Large and moderate deviations for Gaussian neural networks
Claudio Macci, Barbara Pacchiarotti, Giovanni Luca Torrisi
TL;DR
The paper analyzes large deviations and moderate deviations for the output of Gaussian fully connected neural networks as layer widths grow, covering deep architectures with bounded and continuous pre-activation functions, and extending to single-input ReLU networks as well as shallow networks with general activations. A key tool is a recursive representation that expresses the network output as a centered Gaussian with a random covariance, enabling an inductive large-deviation analysis across layers. The main results provide a large-deviation principle with speed $v_n^*$ and a moderate-deviation principle with speed $1/a_n$, with rate functions expressed via a covariance recursion $\widehat{g}_{\underline{x}}^{(\ell)}$ and the Fenchel–Legendre transform $\kappa^*(\cdot;q)$; explicit forms are available when invertibility holds, and special treatments are given for ReLU with a single input. The findings quantify the exponential-scale probabilities of rare network-output events (and sensitivities in shallow/derivative cases), offering theoretical insight into the initialization-driven stochastic behavior of Gaussian nets and potential implications for training dynamics.
Abstract
We prove large and moderate deviations for the output of Gaussian fully connected neural networks.

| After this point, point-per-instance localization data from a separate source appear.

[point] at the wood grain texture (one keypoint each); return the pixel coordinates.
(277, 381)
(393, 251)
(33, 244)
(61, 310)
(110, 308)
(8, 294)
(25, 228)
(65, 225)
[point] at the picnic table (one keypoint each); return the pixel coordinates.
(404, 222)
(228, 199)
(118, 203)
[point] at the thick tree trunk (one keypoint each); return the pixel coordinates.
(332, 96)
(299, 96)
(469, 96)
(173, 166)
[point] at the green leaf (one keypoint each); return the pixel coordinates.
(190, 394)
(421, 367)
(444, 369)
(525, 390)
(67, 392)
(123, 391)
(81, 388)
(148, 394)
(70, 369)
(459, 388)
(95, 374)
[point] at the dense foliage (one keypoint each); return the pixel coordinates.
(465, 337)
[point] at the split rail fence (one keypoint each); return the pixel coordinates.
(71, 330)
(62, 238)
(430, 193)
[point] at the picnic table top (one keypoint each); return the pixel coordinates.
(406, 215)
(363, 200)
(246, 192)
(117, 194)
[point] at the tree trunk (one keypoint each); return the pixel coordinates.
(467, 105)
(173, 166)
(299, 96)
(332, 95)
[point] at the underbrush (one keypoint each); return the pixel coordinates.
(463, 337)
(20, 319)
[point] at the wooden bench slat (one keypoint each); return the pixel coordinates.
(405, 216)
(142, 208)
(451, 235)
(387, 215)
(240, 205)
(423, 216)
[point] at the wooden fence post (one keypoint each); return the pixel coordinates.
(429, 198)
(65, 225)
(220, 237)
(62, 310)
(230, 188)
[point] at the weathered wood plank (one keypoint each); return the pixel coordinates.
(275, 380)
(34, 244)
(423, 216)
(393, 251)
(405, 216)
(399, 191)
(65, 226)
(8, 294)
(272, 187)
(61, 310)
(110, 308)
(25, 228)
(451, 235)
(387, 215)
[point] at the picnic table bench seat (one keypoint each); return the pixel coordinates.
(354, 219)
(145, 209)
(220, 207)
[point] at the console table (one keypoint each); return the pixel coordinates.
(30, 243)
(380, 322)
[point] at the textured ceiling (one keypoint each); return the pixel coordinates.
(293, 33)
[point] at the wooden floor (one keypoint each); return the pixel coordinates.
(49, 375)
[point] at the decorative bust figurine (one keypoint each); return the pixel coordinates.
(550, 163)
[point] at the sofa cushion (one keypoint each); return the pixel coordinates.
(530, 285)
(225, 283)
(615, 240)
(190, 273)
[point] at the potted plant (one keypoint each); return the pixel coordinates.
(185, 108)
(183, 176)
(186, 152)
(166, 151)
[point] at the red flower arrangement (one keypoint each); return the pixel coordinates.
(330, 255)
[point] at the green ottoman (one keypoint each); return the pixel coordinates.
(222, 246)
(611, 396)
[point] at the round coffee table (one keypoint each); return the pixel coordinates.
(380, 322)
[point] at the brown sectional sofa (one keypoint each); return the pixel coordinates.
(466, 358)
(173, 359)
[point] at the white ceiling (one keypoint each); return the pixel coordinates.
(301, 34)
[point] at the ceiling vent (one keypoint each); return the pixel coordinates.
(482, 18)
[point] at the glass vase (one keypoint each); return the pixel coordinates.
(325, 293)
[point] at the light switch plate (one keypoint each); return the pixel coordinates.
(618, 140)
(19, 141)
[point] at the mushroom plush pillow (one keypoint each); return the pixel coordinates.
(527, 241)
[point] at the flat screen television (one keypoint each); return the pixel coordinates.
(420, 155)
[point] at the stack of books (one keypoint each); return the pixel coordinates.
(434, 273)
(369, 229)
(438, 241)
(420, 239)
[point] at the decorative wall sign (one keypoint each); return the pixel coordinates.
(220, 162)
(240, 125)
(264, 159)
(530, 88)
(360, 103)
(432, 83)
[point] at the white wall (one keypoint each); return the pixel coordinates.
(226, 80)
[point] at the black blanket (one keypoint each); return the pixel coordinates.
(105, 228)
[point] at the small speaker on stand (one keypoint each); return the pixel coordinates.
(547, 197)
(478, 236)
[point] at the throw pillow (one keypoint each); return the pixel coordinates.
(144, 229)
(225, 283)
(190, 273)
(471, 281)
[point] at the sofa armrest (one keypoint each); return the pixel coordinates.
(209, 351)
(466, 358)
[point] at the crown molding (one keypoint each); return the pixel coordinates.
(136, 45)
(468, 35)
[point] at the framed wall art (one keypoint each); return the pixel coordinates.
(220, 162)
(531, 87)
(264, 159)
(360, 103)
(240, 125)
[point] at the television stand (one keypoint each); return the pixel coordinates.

The main achievements concern deep neural networks (i.e., when the model has more than one hidden layer) and hold for bounded and continuous pre-activation functions. However, for deep neural networks fed by a single input, we have results even if the pre-activation is ReLU. When the network is shallow (i.e., there is exactly one hidden layer) the large and moderate principles hold for quite general pre-activation functions.